だから、大事なのは、たぶん、二つのことです。一つは、自分の遅さを、欠点として、責めるのを、やめること。遅いのは、劣っているからではなく、あなたの、味わう力の、表れです。もう一つは、それでも、時と場合によっては、少しだけ、ペースを、上げる、という、折り合いも、持っておくこと。遅さを、卑下する必要は、ないけれど、遅さに、こだわりすぎて、周りとの関係を、こじらせるのも、もったいないからです。

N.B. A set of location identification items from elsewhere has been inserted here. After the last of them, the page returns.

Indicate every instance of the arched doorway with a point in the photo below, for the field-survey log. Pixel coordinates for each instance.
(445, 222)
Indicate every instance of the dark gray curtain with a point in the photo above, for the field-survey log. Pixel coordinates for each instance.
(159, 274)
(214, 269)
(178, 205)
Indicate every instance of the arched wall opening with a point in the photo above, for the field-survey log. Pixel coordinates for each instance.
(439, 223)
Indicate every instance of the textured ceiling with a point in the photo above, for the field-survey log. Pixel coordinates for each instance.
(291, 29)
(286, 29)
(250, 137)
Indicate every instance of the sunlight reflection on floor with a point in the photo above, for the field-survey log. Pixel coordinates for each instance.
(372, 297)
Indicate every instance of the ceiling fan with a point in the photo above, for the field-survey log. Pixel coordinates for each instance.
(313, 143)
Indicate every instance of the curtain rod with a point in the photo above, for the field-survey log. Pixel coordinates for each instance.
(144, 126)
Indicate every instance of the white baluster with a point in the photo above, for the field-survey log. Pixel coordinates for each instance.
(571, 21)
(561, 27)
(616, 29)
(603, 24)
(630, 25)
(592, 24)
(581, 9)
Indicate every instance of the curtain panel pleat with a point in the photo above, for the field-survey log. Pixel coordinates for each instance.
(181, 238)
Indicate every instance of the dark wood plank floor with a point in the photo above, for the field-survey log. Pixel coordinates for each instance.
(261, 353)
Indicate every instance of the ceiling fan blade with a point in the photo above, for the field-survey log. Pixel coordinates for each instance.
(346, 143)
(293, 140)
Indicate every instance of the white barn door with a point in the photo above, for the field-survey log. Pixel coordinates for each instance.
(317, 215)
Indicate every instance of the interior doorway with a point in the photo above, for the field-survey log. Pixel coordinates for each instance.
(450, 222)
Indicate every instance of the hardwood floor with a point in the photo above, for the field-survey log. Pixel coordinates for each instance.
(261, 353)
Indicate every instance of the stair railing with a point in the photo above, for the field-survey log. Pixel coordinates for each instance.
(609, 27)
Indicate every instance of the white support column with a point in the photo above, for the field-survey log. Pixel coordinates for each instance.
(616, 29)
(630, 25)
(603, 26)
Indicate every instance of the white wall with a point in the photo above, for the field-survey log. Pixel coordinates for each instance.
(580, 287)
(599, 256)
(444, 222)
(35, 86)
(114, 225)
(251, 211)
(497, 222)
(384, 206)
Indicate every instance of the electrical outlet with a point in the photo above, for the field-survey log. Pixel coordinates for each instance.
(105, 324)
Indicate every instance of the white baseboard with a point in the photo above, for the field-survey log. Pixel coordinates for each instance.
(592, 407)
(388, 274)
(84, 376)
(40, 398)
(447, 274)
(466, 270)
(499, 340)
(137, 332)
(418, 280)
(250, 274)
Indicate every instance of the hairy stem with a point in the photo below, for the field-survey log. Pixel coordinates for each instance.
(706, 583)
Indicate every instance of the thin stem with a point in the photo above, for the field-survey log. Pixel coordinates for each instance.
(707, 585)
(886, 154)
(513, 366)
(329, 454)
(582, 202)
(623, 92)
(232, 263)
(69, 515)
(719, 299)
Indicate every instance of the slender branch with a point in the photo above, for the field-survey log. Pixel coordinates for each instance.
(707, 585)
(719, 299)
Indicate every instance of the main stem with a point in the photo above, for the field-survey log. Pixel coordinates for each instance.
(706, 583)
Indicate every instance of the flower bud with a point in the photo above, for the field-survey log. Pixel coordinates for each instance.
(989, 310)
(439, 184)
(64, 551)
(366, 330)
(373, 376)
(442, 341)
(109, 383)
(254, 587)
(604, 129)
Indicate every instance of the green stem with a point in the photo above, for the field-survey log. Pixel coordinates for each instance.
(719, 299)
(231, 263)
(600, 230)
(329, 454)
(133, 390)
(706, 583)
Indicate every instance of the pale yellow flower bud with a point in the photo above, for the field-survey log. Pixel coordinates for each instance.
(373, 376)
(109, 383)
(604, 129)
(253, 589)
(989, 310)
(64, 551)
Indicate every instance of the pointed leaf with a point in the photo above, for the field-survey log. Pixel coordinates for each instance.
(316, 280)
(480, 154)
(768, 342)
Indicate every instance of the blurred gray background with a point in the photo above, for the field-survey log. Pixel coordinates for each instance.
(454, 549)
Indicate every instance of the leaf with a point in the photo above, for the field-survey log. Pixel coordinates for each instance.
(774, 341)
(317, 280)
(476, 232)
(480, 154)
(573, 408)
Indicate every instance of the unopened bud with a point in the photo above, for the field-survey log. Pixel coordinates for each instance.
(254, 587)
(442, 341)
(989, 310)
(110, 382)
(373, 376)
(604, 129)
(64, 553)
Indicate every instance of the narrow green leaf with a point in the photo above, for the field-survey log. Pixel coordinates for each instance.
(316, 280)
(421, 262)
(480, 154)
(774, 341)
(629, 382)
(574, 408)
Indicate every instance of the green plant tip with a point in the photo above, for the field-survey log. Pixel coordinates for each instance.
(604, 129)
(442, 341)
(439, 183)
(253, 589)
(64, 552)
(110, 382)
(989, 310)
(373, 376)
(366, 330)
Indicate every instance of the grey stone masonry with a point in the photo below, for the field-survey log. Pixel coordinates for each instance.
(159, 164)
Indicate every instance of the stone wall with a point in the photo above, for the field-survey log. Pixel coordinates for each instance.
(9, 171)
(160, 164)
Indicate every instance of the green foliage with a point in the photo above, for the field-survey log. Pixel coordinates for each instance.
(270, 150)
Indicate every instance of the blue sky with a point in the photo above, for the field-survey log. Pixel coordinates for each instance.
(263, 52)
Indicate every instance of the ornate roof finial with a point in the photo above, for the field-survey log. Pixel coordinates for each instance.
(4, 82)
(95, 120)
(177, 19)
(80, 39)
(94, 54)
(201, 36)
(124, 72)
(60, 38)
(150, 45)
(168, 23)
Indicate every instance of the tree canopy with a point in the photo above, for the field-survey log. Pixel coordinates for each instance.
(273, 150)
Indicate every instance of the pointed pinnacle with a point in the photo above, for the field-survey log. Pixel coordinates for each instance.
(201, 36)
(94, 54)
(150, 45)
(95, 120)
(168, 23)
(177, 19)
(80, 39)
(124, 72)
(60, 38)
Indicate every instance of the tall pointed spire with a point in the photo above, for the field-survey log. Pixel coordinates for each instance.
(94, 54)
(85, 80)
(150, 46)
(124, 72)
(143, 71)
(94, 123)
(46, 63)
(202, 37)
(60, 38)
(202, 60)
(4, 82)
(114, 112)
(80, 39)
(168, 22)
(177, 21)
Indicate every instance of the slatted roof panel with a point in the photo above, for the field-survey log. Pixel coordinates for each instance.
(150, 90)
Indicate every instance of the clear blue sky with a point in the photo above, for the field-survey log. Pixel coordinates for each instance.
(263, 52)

自分のペースを、大切にしながら、でも、頑なには、ならずに。そして、もし、あなたの周りに、食べるのが遅い人が、いるなら、とろいな、と思う前に、この人は、深く味わっているんだな、と、思ってみてください。速い人も、遅い人も、お互いの、リズムを、少しずつ、尊重し合えたら、食卓は、きっと、もっと、豊かになります。食べるのが遅いことを、責めたり、責められたり、しなくて、いい。そのくらいの、ゆるさが、たぶん、いちばん、みんなを、生きやすくするのだと思います。ゆっくり食べる人の隣で、少しだけ、自分も、箸を置いて、味わってみる。そんな時間が、案外、悪くないことに、気づくかもしれません。